Mixture of Scope Experts at Test: Generalizing Deeper Graph Neural Networks with Shallow Variants
Gangda Deng, Hongkuan Zhou, Rajgopal Kannan, Viktor Prasanna

TL;DR
This paper introduces Moscat, a method that combines shallow and deep GNNs at test time to improve performance on heterophilous graphs, addressing depth-related generalization issues.
Contribution
It presents a novel mixture of scope experts approach that enhances deep GNN generalization without sacrificing expressivity, supported by theoretical and empirical analysis.
Findings
Moscat significantly improves GNN accuracy across datasets.
It effectively balances shallow and deep GNN advantages.

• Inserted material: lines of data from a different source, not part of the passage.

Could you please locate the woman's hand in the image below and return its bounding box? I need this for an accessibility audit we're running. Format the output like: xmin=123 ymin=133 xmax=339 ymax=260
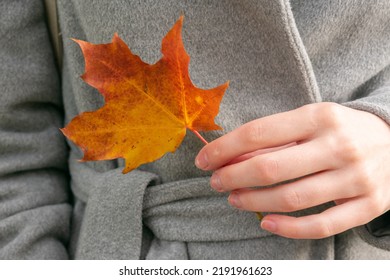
xmin=195 ymin=103 xmax=390 ymax=238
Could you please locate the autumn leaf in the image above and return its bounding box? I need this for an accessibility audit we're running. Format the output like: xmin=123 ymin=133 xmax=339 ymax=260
xmin=61 ymin=17 xmax=228 ymax=173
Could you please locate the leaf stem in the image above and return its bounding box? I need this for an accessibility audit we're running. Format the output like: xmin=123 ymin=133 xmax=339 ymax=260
xmin=188 ymin=128 xmax=263 ymax=221
xmin=189 ymin=128 xmax=209 ymax=145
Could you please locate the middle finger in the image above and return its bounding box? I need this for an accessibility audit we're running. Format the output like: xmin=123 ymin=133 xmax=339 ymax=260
xmin=210 ymin=139 xmax=335 ymax=192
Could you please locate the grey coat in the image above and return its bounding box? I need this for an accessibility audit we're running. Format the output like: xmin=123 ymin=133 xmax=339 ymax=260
xmin=0 ymin=0 xmax=390 ymax=259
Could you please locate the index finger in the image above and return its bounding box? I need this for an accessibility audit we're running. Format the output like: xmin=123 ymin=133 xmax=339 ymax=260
xmin=195 ymin=106 xmax=317 ymax=170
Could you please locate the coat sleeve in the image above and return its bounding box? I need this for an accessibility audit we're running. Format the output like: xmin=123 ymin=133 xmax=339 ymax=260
xmin=343 ymin=65 xmax=390 ymax=250
xmin=0 ymin=0 xmax=71 ymax=259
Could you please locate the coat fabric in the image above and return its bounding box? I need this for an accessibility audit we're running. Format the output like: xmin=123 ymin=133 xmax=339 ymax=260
xmin=0 ymin=0 xmax=390 ymax=259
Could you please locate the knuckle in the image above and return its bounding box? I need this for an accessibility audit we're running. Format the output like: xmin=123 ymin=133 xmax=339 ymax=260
xmin=242 ymin=120 xmax=264 ymax=146
xmin=339 ymin=136 xmax=364 ymax=162
xmin=355 ymin=164 xmax=376 ymax=193
xmin=280 ymin=189 xmax=302 ymax=212
xmin=316 ymin=221 xmax=336 ymax=239
xmin=367 ymin=192 xmax=386 ymax=217
xmin=255 ymin=157 xmax=279 ymax=185
xmin=302 ymin=104 xmax=321 ymax=135
xmin=327 ymin=132 xmax=365 ymax=163
xmin=316 ymin=102 xmax=344 ymax=129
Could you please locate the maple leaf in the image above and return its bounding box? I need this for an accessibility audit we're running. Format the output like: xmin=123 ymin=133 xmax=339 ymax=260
xmin=61 ymin=16 xmax=228 ymax=173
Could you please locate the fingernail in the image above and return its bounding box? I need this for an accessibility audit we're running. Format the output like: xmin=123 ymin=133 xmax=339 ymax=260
xmin=228 ymin=192 xmax=242 ymax=208
xmin=210 ymin=172 xmax=223 ymax=192
xmin=195 ymin=154 xmax=209 ymax=169
xmin=260 ymin=220 xmax=276 ymax=232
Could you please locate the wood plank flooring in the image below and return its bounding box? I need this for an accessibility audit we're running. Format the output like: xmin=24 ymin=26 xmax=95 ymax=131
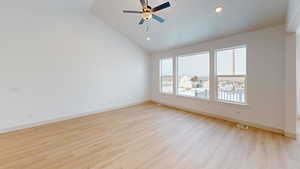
xmin=0 ymin=104 xmax=300 ymax=169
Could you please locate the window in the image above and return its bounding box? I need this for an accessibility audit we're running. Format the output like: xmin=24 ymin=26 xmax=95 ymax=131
xmin=216 ymin=46 xmax=247 ymax=104
xmin=177 ymin=52 xmax=209 ymax=99
xmin=160 ymin=58 xmax=174 ymax=94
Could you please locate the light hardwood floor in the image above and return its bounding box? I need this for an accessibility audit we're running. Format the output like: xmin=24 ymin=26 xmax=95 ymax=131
xmin=0 ymin=104 xmax=300 ymax=169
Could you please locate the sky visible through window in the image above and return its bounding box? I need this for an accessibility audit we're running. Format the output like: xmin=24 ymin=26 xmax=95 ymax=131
xmin=217 ymin=47 xmax=246 ymax=75
xmin=178 ymin=52 xmax=209 ymax=77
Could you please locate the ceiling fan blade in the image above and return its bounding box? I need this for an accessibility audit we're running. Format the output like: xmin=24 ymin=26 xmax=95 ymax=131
xmin=152 ymin=14 xmax=165 ymax=23
xmin=123 ymin=10 xmax=143 ymax=13
xmin=139 ymin=18 xmax=145 ymax=25
xmin=152 ymin=2 xmax=171 ymax=12
xmin=140 ymin=0 xmax=147 ymax=7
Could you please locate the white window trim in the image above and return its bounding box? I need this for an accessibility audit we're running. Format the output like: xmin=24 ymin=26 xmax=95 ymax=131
xmin=159 ymin=44 xmax=249 ymax=107
xmin=174 ymin=50 xmax=211 ymax=101
xmin=213 ymin=45 xmax=248 ymax=106
xmin=158 ymin=57 xmax=176 ymax=95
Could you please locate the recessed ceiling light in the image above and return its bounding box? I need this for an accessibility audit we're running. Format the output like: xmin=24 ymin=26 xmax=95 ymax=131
xmin=216 ymin=6 xmax=224 ymax=13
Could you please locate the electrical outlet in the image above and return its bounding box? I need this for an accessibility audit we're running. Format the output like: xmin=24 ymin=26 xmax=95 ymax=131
xmin=236 ymin=124 xmax=249 ymax=130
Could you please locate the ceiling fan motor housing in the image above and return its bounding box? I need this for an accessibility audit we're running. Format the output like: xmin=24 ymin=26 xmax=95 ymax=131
xmin=143 ymin=6 xmax=152 ymax=20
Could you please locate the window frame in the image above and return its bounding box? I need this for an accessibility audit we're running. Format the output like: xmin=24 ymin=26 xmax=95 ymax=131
xmin=158 ymin=57 xmax=176 ymax=95
xmin=214 ymin=45 xmax=248 ymax=105
xmin=175 ymin=50 xmax=211 ymax=101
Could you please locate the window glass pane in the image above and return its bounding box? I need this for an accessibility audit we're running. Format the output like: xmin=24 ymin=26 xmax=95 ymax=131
xmin=234 ymin=47 xmax=246 ymax=75
xmin=177 ymin=52 xmax=209 ymax=99
xmin=217 ymin=77 xmax=246 ymax=103
xmin=160 ymin=58 xmax=173 ymax=93
xmin=217 ymin=49 xmax=234 ymax=75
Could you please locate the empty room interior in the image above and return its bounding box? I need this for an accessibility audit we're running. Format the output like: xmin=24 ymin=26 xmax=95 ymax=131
xmin=0 ymin=0 xmax=300 ymax=169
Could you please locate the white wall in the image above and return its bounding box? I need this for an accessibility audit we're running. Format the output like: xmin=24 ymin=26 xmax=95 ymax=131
xmin=0 ymin=5 xmax=151 ymax=131
xmin=286 ymin=0 xmax=300 ymax=32
xmin=152 ymin=26 xmax=286 ymax=130
xmin=284 ymin=33 xmax=299 ymax=134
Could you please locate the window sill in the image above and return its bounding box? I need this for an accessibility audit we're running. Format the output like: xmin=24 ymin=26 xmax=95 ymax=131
xmin=214 ymin=100 xmax=249 ymax=107
xmin=159 ymin=92 xmax=175 ymax=96
xmin=175 ymin=95 xmax=210 ymax=102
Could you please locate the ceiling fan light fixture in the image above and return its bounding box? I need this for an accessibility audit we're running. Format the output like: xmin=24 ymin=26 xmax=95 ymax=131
xmin=216 ymin=5 xmax=224 ymax=13
xmin=143 ymin=12 xmax=152 ymax=21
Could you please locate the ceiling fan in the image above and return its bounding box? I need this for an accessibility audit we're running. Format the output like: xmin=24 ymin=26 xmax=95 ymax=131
xmin=123 ymin=0 xmax=171 ymax=25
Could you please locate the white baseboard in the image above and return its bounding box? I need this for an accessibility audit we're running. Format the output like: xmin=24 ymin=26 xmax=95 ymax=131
xmin=0 ymin=100 xmax=150 ymax=134
xmin=153 ymin=101 xmax=288 ymax=138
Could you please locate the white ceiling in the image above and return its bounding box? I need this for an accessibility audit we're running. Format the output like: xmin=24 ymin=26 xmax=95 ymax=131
xmin=92 ymin=0 xmax=288 ymax=52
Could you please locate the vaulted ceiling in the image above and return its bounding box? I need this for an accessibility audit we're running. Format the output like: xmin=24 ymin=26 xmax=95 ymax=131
xmin=92 ymin=0 xmax=288 ymax=52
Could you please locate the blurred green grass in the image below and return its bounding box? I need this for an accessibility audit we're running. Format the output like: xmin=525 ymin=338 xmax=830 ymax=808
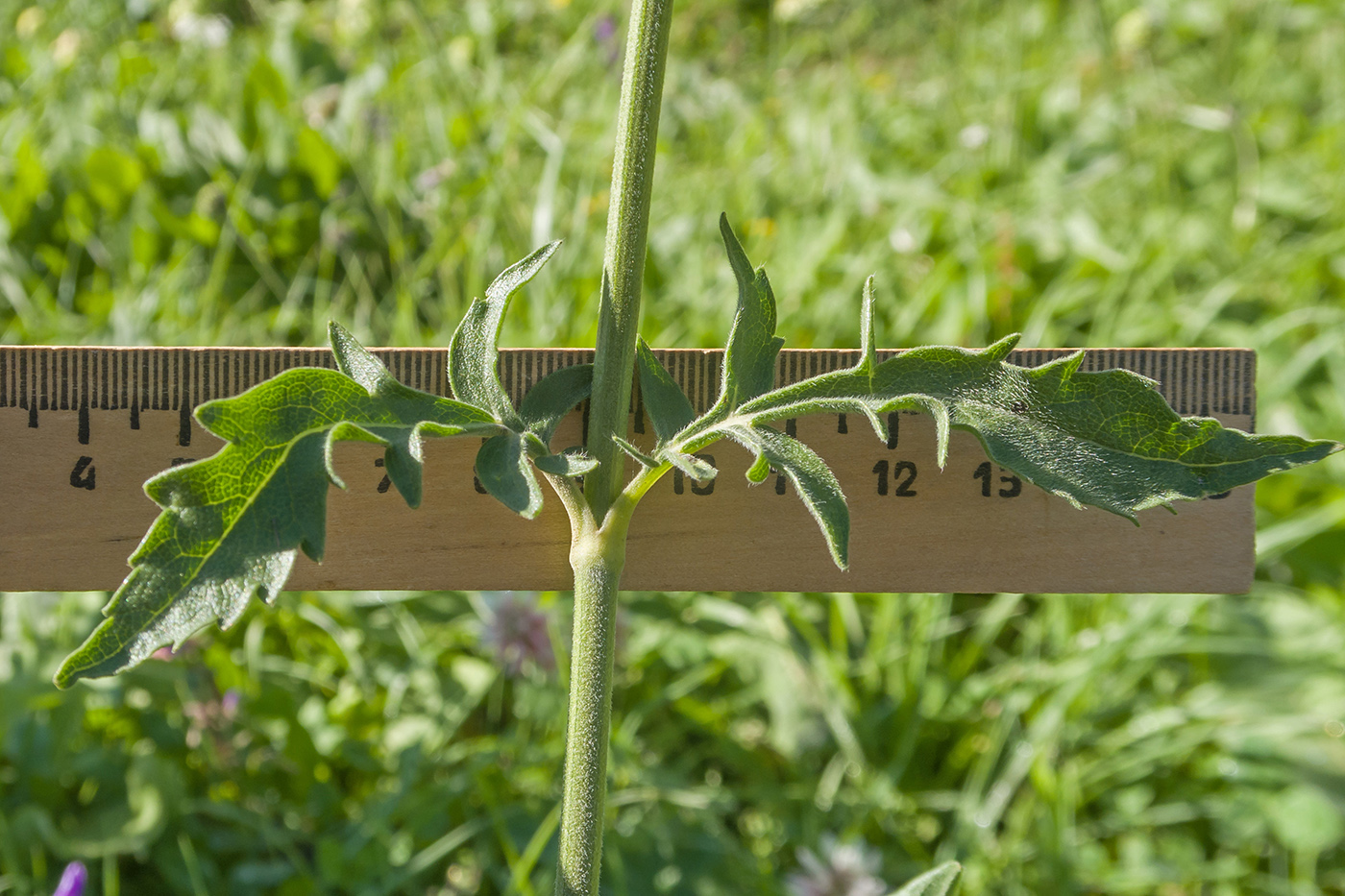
xmin=0 ymin=0 xmax=1345 ymax=896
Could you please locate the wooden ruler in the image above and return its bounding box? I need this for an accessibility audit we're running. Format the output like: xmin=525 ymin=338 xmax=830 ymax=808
xmin=0 ymin=347 xmax=1255 ymax=593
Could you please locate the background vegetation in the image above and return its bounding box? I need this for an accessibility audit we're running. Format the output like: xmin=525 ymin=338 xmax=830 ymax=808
xmin=0 ymin=0 xmax=1345 ymax=896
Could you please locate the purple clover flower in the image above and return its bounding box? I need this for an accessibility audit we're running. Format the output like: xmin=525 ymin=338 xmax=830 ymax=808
xmin=481 ymin=591 xmax=555 ymax=678
xmin=786 ymin=835 xmax=888 ymax=896
xmin=51 ymin=862 xmax=88 ymax=896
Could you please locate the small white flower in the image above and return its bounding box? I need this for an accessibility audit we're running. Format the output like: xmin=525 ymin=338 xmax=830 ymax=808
xmin=172 ymin=12 xmax=232 ymax=48
xmin=784 ymin=835 xmax=888 ymax=896
xmin=958 ymin=124 xmax=990 ymax=150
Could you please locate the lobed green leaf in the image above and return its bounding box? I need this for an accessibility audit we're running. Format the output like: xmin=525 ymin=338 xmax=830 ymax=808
xmin=635 ymin=339 xmax=696 ymax=441
xmin=57 ymin=327 xmax=499 ymax=688
xmin=723 ymin=426 xmax=850 ymax=569
xmin=448 ymin=241 xmax=561 ymax=430
xmin=892 ymin=862 xmax=962 ymax=896
xmin=518 ymin=365 xmax=593 ymax=444
xmin=477 ymin=432 xmax=542 ymax=520
xmin=626 ymin=223 xmax=1342 ymax=568
xmin=707 ymin=214 xmax=784 ymax=419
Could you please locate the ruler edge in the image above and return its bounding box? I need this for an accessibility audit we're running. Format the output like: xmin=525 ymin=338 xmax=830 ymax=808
xmin=0 ymin=346 xmax=1258 ymax=432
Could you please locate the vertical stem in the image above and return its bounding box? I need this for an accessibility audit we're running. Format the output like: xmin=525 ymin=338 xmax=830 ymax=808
xmin=555 ymin=517 xmax=628 ymax=896
xmin=584 ymin=0 xmax=672 ymax=522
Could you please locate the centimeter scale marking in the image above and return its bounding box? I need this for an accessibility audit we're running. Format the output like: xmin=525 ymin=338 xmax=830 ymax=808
xmin=0 ymin=347 xmax=1257 ymax=593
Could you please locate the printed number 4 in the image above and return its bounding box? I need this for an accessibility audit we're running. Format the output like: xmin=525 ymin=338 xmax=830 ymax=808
xmin=971 ymin=460 xmax=1022 ymax=497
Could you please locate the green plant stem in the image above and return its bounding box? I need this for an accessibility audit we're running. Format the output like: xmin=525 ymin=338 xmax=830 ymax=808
xmin=584 ymin=0 xmax=672 ymax=521
xmin=555 ymin=514 xmax=629 ymax=896
xmin=552 ymin=0 xmax=672 ymax=896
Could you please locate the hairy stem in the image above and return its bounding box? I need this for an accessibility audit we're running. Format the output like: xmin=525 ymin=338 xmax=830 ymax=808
xmin=584 ymin=0 xmax=672 ymax=521
xmin=555 ymin=524 xmax=629 ymax=896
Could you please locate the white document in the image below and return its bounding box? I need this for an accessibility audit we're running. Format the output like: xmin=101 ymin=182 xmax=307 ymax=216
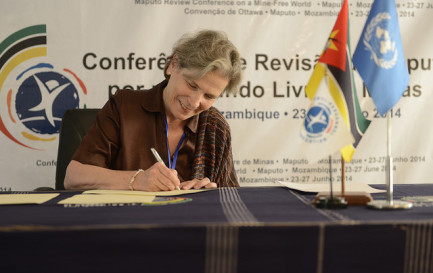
xmin=278 ymin=181 xmax=385 ymax=194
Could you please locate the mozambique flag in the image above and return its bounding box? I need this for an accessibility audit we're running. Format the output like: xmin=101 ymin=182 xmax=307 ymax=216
xmin=301 ymin=0 xmax=370 ymax=162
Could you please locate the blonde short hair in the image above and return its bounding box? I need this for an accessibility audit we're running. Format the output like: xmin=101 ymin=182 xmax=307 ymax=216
xmin=164 ymin=30 xmax=242 ymax=94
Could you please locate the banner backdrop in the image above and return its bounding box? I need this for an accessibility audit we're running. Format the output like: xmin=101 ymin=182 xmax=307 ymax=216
xmin=0 ymin=0 xmax=433 ymax=191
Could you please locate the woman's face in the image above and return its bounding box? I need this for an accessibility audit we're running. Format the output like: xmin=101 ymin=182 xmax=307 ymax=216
xmin=163 ymin=57 xmax=229 ymax=120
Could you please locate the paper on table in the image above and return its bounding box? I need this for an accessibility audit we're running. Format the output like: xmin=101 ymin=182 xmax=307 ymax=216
xmin=278 ymin=181 xmax=385 ymax=194
xmin=0 ymin=193 xmax=59 ymax=205
xmin=83 ymin=189 xmax=209 ymax=196
xmin=59 ymin=194 xmax=155 ymax=204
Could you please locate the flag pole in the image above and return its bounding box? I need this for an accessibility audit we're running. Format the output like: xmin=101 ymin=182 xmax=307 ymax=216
xmin=367 ymin=111 xmax=412 ymax=210
xmin=313 ymin=155 xmax=347 ymax=209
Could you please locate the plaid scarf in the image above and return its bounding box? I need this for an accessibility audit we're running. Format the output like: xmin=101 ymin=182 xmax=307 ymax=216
xmin=192 ymin=107 xmax=239 ymax=187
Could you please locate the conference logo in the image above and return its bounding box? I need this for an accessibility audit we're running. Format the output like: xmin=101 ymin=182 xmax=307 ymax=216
xmin=302 ymin=96 xmax=338 ymax=143
xmin=363 ymin=12 xmax=398 ymax=69
xmin=0 ymin=25 xmax=87 ymax=150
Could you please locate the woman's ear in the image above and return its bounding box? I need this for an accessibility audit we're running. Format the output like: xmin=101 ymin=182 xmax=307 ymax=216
xmin=166 ymin=55 xmax=179 ymax=75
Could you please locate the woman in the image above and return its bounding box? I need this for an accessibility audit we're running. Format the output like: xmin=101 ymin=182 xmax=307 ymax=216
xmin=64 ymin=30 xmax=241 ymax=191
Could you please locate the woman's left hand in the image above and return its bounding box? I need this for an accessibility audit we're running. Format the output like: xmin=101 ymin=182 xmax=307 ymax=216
xmin=180 ymin=177 xmax=217 ymax=190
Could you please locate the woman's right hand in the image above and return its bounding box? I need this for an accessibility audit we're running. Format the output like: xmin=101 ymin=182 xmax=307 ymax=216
xmin=132 ymin=162 xmax=180 ymax=191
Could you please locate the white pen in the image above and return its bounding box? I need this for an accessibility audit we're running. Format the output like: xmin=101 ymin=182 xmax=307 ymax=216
xmin=150 ymin=147 xmax=180 ymax=191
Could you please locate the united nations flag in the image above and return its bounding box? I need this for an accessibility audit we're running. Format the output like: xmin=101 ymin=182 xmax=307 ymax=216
xmin=353 ymin=0 xmax=409 ymax=115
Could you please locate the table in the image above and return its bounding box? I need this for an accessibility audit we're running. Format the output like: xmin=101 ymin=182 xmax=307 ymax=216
xmin=0 ymin=184 xmax=433 ymax=273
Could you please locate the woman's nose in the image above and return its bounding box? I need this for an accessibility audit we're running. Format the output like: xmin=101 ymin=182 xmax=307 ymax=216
xmin=189 ymin=92 xmax=203 ymax=109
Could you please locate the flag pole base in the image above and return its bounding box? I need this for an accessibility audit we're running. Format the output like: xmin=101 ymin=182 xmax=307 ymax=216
xmin=367 ymin=200 xmax=413 ymax=210
xmin=313 ymin=191 xmax=373 ymax=206
xmin=313 ymin=196 xmax=347 ymax=209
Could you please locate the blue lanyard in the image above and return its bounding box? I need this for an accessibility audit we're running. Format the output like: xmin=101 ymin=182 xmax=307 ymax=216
xmin=164 ymin=115 xmax=185 ymax=169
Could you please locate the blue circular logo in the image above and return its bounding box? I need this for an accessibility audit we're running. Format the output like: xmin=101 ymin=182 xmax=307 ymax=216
xmin=304 ymin=106 xmax=329 ymax=134
xmin=15 ymin=71 xmax=79 ymax=134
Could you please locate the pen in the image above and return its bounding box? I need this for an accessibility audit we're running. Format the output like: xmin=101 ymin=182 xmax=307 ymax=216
xmin=150 ymin=147 xmax=180 ymax=191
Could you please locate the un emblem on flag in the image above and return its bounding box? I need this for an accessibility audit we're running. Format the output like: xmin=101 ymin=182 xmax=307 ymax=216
xmin=301 ymin=96 xmax=339 ymax=143
xmin=363 ymin=12 xmax=398 ymax=69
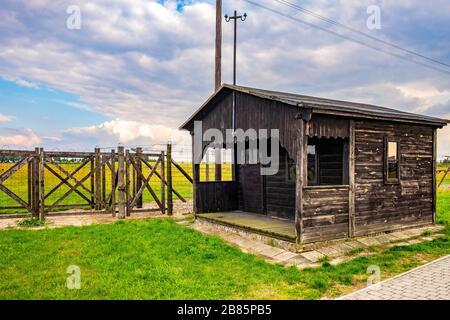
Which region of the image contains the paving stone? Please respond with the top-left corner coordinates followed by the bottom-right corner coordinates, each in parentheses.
top-left (345, 240), bottom-right (364, 249)
top-left (340, 255), bottom-right (450, 300)
top-left (300, 250), bottom-right (325, 262)
top-left (356, 237), bottom-right (381, 246)
top-left (316, 246), bottom-right (340, 258)
top-left (331, 243), bottom-right (353, 257)
top-left (273, 251), bottom-right (298, 263)
top-left (259, 246), bottom-right (286, 259)
top-left (285, 254), bottom-right (314, 268)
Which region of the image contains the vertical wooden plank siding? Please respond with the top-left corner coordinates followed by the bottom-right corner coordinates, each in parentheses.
top-left (166, 143), bottom-right (173, 216)
top-left (191, 132), bottom-right (200, 214)
top-left (295, 119), bottom-right (305, 243)
top-left (348, 120), bottom-right (355, 237)
top-left (355, 120), bottom-right (435, 236)
top-left (111, 149), bottom-right (116, 217)
top-left (117, 146), bottom-right (126, 219)
top-left (432, 129), bottom-right (438, 224)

The method is compatible with various GNN architectures.
Abstract
Heterophilous graphs, where dissimilar nodes tend to connect, pose a challenge for graph neural networks (GNNs). Increasing the GNN depth can expand the scope (i.e., receptive field), potentially finding homophily from the higher-order neighborhoods. However, GNNs suffer from performance degradation as depth increases. Despite having better expressivity, state-of-the-art deeper GNNs achieve only marginal improvements compared to their shallow variants. Through theoretical and empirical analysis, we systematically demonstrate a shift in GNN generalization preferences across nodes with different homophily levels as depth increases. This creates a disparity in generalization patterns between GNN models with varying depth. Based on these findings, we propose to improve deeper GNN generalization while maintaining high expressivity by Mixture of scope experts at test (Moscat). Experimental…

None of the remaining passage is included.